House Passes Unborn Victims of Violence Act

WASHINGTON—Pro-lifers are calling it a “huge victory.” The House voted 254-172 Sept. 30 to pass the Unborn Victims of Violence Act, which recognizes preborn children as victims under federally prohibited crimes of violence.

“The bill simply put federal law behind the common sense recognition that when a criminal attacks a pregnant woman, and injures or kills her unborn child, he has claimed two human victims,” said Douglas Johnson, who is legislative director for the National Right to Life Committee.

Supporters of the bill, authored by Rep. Lindsay Graham, R-S.C., maintain that it does offer greater protections for the parents of the child. “The law must account for the grief of parents who have suffered due to the death or injury of their preborn child as a result of violence,” said Janet Parshall, chief spokesperson for the Family Research Council.

Kate Michelman, president of the National Abortion Rights Action League, lambasted the bill. “[T]his legislation is not meant to provide greater protections for pregnant women, nor to fight crimes against them, but to forge new legal ground that would eventually undermine Roe vs. Wade,” she said in a statement.

Although the bill did not address the legality of abortion, pro-lifers acknowledged a main purpose for the bill would be to establish full legal rights to all human beings — born or preborn.

“Abortion is legal for now,” Rep. Chris Smith, R-N.J., said on the House floor during debate, “but that shouldn't mean that murderers, muggers and rapists should also have the same unfettered ability to maim or kill an unborn child without consequence.”

Smith criticized the abortion lobby. “At all costs, abortion advocates must cling to the self-serving fiction that unborn babies are something other than human and alive,” Rep.

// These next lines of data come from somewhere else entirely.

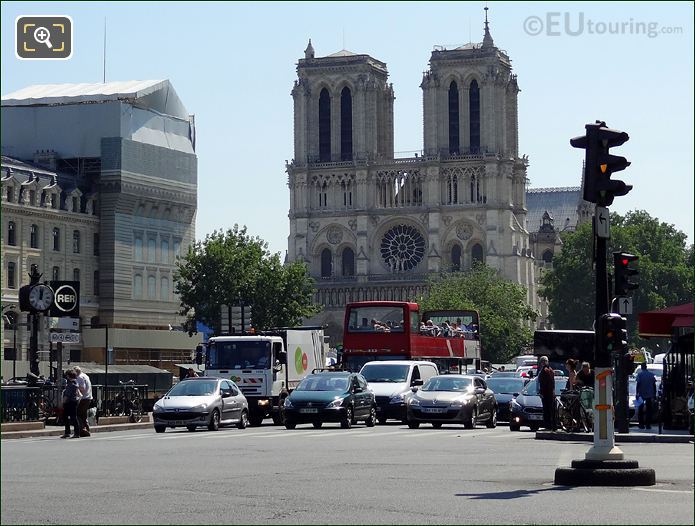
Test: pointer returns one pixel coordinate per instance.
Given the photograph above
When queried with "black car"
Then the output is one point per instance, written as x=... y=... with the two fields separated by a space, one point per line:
x=505 y=389
x=330 y=397
x=527 y=408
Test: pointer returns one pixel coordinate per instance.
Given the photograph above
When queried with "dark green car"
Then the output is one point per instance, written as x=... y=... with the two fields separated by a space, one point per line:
x=330 y=397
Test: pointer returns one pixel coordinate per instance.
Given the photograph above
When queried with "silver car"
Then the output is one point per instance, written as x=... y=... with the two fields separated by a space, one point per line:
x=197 y=402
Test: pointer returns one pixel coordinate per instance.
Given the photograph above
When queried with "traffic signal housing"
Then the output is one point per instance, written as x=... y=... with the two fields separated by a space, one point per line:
x=599 y=164
x=624 y=268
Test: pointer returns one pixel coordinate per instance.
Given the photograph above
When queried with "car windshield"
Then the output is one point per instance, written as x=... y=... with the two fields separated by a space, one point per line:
x=324 y=383
x=193 y=388
x=505 y=385
x=385 y=372
x=447 y=383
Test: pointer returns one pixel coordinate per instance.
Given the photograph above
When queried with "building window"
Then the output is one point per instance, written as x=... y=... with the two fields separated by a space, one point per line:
x=453 y=119
x=456 y=258
x=75 y=241
x=11 y=275
x=137 y=286
x=348 y=262
x=474 y=116
x=165 y=251
x=346 y=125
x=326 y=263
x=151 y=250
x=56 y=239
x=477 y=253
x=11 y=231
x=164 y=289
x=324 y=126
x=34 y=237
x=138 y=249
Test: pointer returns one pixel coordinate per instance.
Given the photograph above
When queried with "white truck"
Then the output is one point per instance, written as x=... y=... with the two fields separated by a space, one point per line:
x=267 y=365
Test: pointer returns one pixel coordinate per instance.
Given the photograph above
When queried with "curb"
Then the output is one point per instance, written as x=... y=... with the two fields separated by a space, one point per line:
x=59 y=432
x=589 y=437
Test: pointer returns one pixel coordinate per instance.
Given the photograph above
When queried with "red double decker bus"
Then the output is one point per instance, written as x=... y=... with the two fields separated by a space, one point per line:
x=396 y=330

Smith said. “By systematically debasing the value of these children, it has become easier for adults to procure the violent deaths of these little ones if they happen to be unwanted, unplanned or imperfect.”

The bill now moves to the Senate, which will likely not have time to address the bill before adjourning for the year. In that case, the bill would likely have a vote in February, say sources close to the issue.